木村 真子 (筑波大学 生物学類 4年) 指導教官: 三輪 正直(筑波大学 基礎医学系)
<背景・目的>
Human T cell leukemia virus type 1(HTLV-1)とはヒトで初めて発見されたレトロウイルスのことで、Adult T cell leukemia(ATL)などを引き起こすとされている。
HTLV-1感染による細胞のがん化の機構はまだよくわかっていない。
感染によって細胞内に侵入したHTLV-1のゲノムRNAは、逆転写されゲノムDNAとなった後、細胞側のゲノムに挿入される。
HTLV-1の調節遺伝子taxの転写産物であるTaxが発現すると、HTLV-1のプロモーターに結合してウイルスの転写発現を促進するだけでなく、細胞側の転写因子と相互作用を起こし宿主遺伝子群の転写活性化・転写抑制などを起こすことがわかっている。

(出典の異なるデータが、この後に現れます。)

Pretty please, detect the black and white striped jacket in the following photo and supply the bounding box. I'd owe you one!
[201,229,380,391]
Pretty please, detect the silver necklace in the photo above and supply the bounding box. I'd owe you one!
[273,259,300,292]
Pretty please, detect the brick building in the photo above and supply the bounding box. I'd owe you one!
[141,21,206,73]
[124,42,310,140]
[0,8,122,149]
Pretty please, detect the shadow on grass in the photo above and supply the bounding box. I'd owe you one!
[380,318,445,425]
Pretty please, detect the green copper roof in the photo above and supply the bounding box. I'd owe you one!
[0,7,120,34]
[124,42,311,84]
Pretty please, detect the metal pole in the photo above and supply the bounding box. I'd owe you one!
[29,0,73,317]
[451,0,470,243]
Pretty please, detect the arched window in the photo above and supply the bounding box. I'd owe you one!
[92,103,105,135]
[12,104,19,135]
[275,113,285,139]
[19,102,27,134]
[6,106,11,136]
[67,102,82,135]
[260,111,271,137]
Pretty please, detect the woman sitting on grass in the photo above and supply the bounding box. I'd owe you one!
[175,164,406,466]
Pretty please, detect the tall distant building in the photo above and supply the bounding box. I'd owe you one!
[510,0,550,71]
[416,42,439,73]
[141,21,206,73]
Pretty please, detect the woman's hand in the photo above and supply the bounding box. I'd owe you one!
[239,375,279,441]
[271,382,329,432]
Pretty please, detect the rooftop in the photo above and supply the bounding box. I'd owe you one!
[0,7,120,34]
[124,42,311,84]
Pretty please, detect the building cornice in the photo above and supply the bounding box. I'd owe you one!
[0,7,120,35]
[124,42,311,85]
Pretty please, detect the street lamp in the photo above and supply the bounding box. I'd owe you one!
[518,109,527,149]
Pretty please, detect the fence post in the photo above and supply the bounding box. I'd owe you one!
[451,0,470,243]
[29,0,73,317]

そのためTaxは感染細胞のがん化の初期段階には関与するとされている。
しかしATL患者の末梢血ではTaxはほとんど発現していないことなどから、HTLV-1感染細胞の増殖はTaxの作用だけでは説明しきれない点がある。
そこで私はHTLV-1プロウイルスのもつLong terminal repeat(LTR)の活性に注目した。
LTRとはレトロウイルスのプロウイルスDNAの両端にある長い塩基配列の繰り返し構造のことで、強力なプロモーター/エンハンサー活性をもつ。
そのためレトロウイルスの挿入部位近傍の宿主遺伝子の転写を活性化するシス効果を持つことがトリやマウスのレトロウイルスで知られている。
しかし今までHTLV-1ではLTRによるシス効果については全く知られていない。
このHTLV-1の組み込み部位の同定を通して、LTRによるシス効果を調べる基礎データを得る事を目的とする。
<方法>
HTLV-1感染細胞株からDNAを 抽出し、以下の方法により HTLV-1プロウイルスのゲノム上の挿入部位決定を行った。
@ゲノムDNAをPstTで切断し、T4 DNA ligaseにより環状化させた。
AHTLV-1のpX領域と3'LTRに外向きに設定したプライマーを用いてInverse PCR(I-PCR)を行った。
B得られたPCR産物はSouthern hybridization でLTRを含む特異的配列かどうかを確認した後、サブクローニングを行った。
C塩基配列を決定し、NCBIのBLASTサーチを用いてヒトゲノムと比較を行い、ゲノム上の挿入部位の同定を行った。
<結果・考察>
ATL由来のHTLV-1感染細胞株の一つであるED40515細胞のHTLV-1挿入部位を同定することができた。
HTLV-1のプロウイルスは12番染色体上にある遺伝子CDV-1の第10イントロンに挿入されていた。
このCDV-1のマウスでのホモログであるCdv-1は通常心室で発現しており、心臓の形体形成などに関与していると考えられている。
しかしヒトでは心筋でも血球系でも発現は確認されていない。この遺伝子については現在RT-PCRによりmRNAの発現を確認中である。
発現が確認できれば、このmRNAからの翻訳を特異的に阻害することで、細胞増殖等に影響が出るかどうかを検証してきたい。
また他のHTLV-1感染細胞株に関しても同様に調べていきたいと思う。